Five convicted for role in 2006 murder of Russian journalist News
Five convicted for role in 2006 murder of Russian journalist

[JURIST] Five men were found guilty for their involvement in the 2006 murder of journalist Anna Politkovskaya [BBC obituary; JURIST news archive] in a Russian court on Tuesday. Brothers Rustam, Ibragim and Dzhabrail Makhmudov, their uncle Lom-Ali Gaitukayev, and former Moscow police officer Sergei Khadzhikurbanov were all convicted, but a mastermind behind the murder has yet to be named [Reuters report]. Three of the men were acquitted in February 2009 due to a lack of prosecutorial evidence, but the Russian Supreme Court vacated the acquittal and ordered a reinvestigation of the case [JURIST reports]. The defendants will be sentenced [BBC report] at a later date and plan to appeal the verdict.

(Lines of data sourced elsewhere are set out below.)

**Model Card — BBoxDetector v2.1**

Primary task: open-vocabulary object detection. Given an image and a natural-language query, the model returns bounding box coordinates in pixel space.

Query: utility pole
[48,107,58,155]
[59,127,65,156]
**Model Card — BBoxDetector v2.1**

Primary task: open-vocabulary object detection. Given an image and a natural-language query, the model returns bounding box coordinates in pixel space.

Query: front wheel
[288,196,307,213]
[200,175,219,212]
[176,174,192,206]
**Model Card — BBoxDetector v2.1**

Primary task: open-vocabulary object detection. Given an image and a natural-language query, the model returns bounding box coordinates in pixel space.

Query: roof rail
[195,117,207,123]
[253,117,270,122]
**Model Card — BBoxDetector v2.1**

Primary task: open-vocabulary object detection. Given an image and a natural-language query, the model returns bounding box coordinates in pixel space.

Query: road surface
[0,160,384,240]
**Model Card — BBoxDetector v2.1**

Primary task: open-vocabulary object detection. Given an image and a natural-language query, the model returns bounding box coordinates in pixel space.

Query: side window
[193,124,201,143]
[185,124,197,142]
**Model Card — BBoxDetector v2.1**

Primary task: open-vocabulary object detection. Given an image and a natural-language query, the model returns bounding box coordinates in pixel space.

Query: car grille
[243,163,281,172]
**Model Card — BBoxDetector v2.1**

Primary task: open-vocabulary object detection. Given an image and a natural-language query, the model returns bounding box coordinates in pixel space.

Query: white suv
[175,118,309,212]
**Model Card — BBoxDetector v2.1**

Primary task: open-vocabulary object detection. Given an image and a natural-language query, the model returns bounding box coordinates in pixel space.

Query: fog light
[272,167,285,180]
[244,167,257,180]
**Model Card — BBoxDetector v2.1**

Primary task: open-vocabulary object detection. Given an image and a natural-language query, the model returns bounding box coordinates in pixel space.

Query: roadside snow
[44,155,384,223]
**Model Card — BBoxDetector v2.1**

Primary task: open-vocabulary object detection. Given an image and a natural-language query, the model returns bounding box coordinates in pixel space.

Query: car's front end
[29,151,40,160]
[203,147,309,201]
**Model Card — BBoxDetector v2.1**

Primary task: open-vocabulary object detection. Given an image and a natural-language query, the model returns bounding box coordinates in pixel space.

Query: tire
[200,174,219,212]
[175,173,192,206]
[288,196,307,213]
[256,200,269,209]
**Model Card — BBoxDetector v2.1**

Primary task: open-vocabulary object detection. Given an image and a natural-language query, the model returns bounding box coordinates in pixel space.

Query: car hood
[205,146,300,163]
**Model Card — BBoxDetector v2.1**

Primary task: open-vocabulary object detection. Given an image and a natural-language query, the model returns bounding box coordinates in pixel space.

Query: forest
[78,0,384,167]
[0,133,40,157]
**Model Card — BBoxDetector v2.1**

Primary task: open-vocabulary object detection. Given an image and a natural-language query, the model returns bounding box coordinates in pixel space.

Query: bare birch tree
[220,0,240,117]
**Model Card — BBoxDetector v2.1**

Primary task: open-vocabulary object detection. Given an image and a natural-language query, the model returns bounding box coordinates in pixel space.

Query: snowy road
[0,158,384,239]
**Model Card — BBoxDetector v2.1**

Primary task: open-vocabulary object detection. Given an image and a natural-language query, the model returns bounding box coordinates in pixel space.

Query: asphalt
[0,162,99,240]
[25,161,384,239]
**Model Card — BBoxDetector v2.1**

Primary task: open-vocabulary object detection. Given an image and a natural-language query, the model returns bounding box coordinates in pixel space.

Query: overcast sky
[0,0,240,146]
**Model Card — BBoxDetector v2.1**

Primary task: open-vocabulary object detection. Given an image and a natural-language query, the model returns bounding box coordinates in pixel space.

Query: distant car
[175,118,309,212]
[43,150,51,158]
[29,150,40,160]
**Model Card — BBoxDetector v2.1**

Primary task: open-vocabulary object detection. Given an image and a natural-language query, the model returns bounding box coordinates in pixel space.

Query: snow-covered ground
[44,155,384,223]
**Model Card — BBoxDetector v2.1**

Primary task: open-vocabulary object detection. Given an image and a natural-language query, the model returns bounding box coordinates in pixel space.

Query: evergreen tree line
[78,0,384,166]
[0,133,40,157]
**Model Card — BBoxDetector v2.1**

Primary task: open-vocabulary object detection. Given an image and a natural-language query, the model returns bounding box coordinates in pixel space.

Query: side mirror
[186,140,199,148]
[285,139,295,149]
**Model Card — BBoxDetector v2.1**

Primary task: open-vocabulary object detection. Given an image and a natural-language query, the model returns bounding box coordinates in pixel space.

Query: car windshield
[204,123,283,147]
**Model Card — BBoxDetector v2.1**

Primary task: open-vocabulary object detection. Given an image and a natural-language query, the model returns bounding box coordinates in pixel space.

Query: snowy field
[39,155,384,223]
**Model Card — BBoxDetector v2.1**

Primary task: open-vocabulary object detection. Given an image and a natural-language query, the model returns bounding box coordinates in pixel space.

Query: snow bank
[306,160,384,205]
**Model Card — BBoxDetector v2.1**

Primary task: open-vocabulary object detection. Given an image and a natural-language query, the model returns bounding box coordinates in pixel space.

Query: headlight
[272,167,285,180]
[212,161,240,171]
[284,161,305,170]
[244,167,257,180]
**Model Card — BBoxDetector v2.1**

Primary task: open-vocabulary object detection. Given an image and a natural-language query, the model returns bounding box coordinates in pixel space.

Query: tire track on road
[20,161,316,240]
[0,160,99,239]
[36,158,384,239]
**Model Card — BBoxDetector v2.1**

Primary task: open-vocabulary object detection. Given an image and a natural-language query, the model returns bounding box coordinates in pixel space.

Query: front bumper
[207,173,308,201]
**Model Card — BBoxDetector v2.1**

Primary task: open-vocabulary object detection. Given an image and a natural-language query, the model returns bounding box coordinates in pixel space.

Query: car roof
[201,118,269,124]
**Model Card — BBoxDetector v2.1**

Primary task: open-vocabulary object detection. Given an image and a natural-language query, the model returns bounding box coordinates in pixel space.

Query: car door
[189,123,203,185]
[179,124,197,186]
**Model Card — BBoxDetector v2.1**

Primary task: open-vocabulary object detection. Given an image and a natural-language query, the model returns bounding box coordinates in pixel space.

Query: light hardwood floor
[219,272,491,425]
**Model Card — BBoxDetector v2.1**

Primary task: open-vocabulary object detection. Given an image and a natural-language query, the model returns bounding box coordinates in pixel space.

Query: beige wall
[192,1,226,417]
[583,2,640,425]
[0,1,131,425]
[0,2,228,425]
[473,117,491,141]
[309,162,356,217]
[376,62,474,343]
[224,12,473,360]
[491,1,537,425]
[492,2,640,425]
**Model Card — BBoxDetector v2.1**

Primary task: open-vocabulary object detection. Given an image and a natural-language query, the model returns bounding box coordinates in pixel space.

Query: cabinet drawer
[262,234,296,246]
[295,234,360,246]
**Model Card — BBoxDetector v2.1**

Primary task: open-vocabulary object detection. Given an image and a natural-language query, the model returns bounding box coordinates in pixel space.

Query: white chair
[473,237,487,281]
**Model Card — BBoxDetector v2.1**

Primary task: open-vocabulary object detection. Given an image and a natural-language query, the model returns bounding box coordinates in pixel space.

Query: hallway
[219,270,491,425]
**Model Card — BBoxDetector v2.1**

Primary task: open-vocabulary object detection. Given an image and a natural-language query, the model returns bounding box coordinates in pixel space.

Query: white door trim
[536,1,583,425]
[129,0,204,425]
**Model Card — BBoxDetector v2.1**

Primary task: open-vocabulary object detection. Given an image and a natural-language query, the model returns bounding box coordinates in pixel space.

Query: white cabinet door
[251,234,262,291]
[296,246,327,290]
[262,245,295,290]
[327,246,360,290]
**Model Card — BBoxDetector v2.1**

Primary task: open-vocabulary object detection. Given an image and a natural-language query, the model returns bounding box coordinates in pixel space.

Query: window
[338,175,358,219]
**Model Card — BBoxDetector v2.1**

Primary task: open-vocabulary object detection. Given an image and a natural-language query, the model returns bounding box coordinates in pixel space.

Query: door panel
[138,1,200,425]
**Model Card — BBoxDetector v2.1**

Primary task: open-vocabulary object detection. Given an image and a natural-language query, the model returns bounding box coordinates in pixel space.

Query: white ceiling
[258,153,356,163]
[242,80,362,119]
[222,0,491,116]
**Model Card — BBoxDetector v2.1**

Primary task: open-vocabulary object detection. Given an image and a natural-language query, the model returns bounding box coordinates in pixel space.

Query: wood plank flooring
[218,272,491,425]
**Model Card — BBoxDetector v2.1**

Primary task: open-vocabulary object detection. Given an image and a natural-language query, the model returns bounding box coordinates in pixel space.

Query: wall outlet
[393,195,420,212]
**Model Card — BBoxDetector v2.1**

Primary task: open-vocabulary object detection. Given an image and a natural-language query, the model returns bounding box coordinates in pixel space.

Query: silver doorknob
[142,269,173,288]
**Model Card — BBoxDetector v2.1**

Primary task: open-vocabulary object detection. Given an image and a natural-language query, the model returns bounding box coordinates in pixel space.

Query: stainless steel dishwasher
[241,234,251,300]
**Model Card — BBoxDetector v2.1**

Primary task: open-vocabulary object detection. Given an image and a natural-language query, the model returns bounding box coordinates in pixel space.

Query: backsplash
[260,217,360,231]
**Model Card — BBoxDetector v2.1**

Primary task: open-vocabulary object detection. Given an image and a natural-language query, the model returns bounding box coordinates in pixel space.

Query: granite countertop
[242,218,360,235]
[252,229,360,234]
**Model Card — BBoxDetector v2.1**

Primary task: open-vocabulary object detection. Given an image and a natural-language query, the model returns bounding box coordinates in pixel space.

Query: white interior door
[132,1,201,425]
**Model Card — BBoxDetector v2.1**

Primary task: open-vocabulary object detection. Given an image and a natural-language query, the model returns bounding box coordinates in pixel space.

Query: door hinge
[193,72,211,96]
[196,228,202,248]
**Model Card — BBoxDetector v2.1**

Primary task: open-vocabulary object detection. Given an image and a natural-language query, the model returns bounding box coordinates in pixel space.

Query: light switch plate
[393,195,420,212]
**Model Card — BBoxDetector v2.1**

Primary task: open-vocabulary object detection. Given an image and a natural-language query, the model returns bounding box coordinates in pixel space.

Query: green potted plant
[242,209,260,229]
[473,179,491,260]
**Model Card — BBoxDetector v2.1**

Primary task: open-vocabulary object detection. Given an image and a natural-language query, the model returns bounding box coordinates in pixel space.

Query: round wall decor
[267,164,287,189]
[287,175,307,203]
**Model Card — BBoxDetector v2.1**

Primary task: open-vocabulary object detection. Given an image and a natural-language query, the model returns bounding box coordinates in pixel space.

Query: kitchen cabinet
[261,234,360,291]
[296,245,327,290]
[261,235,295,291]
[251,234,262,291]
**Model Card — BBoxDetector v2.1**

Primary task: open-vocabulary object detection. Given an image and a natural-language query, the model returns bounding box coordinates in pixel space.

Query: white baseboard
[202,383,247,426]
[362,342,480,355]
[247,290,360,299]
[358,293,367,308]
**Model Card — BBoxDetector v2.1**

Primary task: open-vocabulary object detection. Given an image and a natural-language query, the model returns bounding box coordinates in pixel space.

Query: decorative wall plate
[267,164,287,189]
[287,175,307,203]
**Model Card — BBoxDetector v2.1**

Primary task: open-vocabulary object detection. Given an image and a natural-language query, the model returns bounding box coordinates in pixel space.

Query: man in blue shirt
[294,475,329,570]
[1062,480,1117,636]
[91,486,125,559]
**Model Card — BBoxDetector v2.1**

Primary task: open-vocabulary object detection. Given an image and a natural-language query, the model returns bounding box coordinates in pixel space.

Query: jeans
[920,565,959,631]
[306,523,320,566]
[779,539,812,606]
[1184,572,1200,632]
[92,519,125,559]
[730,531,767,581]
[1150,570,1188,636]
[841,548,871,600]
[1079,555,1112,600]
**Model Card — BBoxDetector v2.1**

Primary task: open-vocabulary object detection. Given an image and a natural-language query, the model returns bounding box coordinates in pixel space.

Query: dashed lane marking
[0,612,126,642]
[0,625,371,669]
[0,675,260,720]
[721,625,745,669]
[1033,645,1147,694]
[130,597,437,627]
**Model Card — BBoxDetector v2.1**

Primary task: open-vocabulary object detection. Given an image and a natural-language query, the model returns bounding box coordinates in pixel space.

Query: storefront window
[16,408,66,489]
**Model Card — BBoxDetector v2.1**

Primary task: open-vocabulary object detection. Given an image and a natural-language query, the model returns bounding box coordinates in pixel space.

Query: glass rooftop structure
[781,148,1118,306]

A human rights activist and critic of the Kremlin, Politkovskaya was shot dead in an elevator of her apartment building in Moscow as she was returning home. Politkovskaya investigated human rights abuses in Chechnya and high-level corruption across Russia, and her death raised concerns about the safety of journalists and other critics of the government. Because she was a critic of Russian governmental policies, it was widely speculated at the time of her murder that the Russian government was involved [CPJ report]. At the time she was working for the low-circulation independent newspaper Novaya Gazeta [official website, in Russian] where she was writing reports on Chechnya. Her death was widely believed to be a contract killing. Former Russian police officer Dmitry Pavlyuchenkov was found guilty [JURIST report] in December 2012 for his role in Politkovskaya’s murder. Russia’s Federal Security Service charged Rustam Makhmudov for the murder [JURIST report] in June 2011.